One last thing, John. In 1988, Jane Fonda said: "I would like to say something ... to men who were in Vietnam, who I hurt, or whose pain I caused to deepen because of things that I said or did. I was trying to help end the killing and the war, but there were times when I was thoughtless and careless about it and I'm ... very sorry that I hurt them. And I want to apologize to them and their families."

Even Jane Fonda apologized. Will you, John?

townhall.com



To: Kenneth E. Phillipps who wrote (612066)8/27/2004 3:08:58 PM
From: JakeStraw  Read Replies (1) | Respond to of 769670
 
The Swift Boat Veterans ad does what the media refuses to do

Wednesday, August 25, 2004

By Marcos Rodriguez

The over-blown and hasty reaction from the Kerry camp vis-a-vis the Swift Boat Veterans for Truth TV ad is a tell-tale sign that things are not going well for the senator from Massachusetts. Indeed, ever since Mr. Kerry changed his mind and, contrary to what he had repeatedly promised, decided to make of his four-month period in South Asia more than 35 years ago a central pillar of his current presidential bid, the media at large has refused to question or objectively examine anything of what is spoon-fed to them by the Kerry headquarters --a posture that has proven a dramatic reversal from the very critical and aggressive position they took in 1996, when Bob Dole's heroic war record was not only questioned at nauseam but even mocked by such luminary publications as The Nation.

Contrary to conventional wisdom (i.e. the media pundits), and in clear contrast to their European counterparts whose only news is what their government-controlled media supplies them with, the American electorate is not made up of malleable zombies.
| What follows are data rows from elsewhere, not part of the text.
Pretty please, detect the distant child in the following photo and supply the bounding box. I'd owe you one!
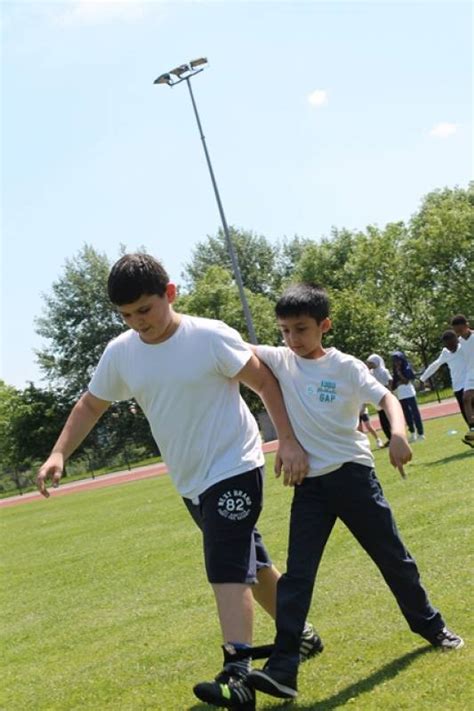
[248,284,464,699]
[451,314,474,447]
[392,351,425,442]
[366,353,392,446]
[358,403,383,449]
[420,331,468,424]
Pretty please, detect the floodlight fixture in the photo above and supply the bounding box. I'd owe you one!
[189,57,207,69]
[153,57,258,344]
[170,64,191,79]
[153,74,173,85]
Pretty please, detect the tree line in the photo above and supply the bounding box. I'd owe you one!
[0,183,474,496]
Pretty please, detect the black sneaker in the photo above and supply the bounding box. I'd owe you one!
[428,627,464,649]
[247,662,298,699]
[193,644,256,711]
[193,669,256,711]
[300,623,324,663]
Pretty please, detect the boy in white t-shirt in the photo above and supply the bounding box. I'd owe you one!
[248,284,463,698]
[37,254,322,711]
[420,331,469,424]
[451,314,474,447]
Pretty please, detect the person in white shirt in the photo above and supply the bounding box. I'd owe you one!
[359,403,383,449]
[451,314,474,447]
[392,351,425,442]
[420,331,469,424]
[365,353,392,447]
[248,284,463,698]
[37,254,322,711]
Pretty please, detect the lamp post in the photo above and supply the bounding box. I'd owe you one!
[153,57,258,344]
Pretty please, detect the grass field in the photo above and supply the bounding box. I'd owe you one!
[0,416,474,711]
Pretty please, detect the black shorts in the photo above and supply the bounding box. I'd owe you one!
[183,467,272,584]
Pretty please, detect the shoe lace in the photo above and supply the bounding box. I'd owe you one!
[216,663,245,684]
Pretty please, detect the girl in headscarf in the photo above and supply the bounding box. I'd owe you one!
[366,353,392,447]
[391,351,425,442]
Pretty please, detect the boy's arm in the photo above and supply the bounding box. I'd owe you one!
[379,393,412,478]
[36,392,110,498]
[235,355,308,486]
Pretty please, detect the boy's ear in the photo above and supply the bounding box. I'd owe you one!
[319,317,332,333]
[165,281,178,304]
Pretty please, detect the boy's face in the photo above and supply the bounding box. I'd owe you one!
[117,284,176,343]
[453,323,471,339]
[443,336,459,353]
[278,316,331,358]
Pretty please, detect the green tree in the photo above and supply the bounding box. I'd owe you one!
[36,245,124,398]
[175,266,278,343]
[182,227,278,295]
[292,228,360,290]
[37,245,157,458]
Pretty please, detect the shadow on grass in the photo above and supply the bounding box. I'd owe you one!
[429,445,474,464]
[188,645,433,711]
[284,645,433,711]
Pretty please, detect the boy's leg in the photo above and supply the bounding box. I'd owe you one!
[185,469,262,711]
[249,477,336,698]
[454,390,469,425]
[212,583,253,647]
[339,464,444,639]
[411,397,424,437]
[252,564,324,663]
[400,397,415,434]
[463,386,474,432]
[252,565,281,619]
[378,410,392,440]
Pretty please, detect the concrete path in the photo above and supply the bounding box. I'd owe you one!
[0,398,459,508]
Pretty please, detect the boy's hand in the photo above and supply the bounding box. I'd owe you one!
[36,452,64,499]
[388,432,412,479]
[275,439,309,486]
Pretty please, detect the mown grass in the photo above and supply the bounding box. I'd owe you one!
[0,416,474,711]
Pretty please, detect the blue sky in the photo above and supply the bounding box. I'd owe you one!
[0,0,472,387]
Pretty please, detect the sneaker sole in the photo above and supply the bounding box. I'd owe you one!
[300,639,324,664]
[193,683,257,711]
[247,670,298,699]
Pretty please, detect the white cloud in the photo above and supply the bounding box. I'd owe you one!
[308,89,328,106]
[56,0,147,25]
[430,121,458,138]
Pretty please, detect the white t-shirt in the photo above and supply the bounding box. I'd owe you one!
[89,315,264,499]
[459,331,474,390]
[256,346,388,477]
[395,383,416,400]
[420,347,466,392]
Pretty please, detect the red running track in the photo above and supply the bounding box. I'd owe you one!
[0,398,459,508]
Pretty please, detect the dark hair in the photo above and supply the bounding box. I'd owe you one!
[275,283,329,324]
[451,314,467,326]
[107,253,170,306]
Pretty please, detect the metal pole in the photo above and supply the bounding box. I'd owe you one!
[186,77,258,344]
In this the Age of Information, most Americans have quickly learned to identify and separate cheap propaganda from actual news; if the Swift Boat Veterans for Truth TV ad is proving to have a tremendous impact on those who watch it, it is because the men who appear on it, beyond their political and personal motivations, tell a compelling story that deserves not only to be heard but, more importantly, looked into, instead of being simply dismissed (like most in the media have done so) as yet another conspiratorial urban legend.

So far, the response from Mr. Kerry and his supporters has not been to produce facts and documents to disprove what it is said in the ad, but instead to denounce it as "morally reprehensible", on grounds that it provides a different view (a view that happens to be shared by tens of veterans who served along John Kerry himself) on John Kerry's purportedly heroic military record.

For a group that has wrapped itself around the new sacred cow of moral relativism --a group, lets remember, that not long ago failed to see acts of adulterous fellatio performed in the Oval Office as even morally questionable-- it is beyond hypocrisy to denounce political dissent to their candidate on precisely moral grounds. But then again, hypocrisy seems to be what people like Max Cleland feed on, as exemplified by his cry that it is unseemly to attack Kerry's war record, while at the same time he maintains absolute silence on Kerry's vicious attack on the war record of his fellow soldiers.

At least Senator Kerry, Presidential Candidate, has today at his disposal the entire American media to respond when and as he wishes, a privilege that his fellow soldiers did not enjoy more than 30 years ago when then anti-war activist John Kerry accused them of committing the most gruesome crimes against humanity --certainly those who were still in the hands of the Vietcong, being tortured beyond imagination, did not.



To: Kenneth E. Phillipps who wrote (612066)8/27/2004 3:14:02 PM
From: JakeStraw  Respond to of 769670
 
"Unfit for Command" a top seller at Barnes & Noble!!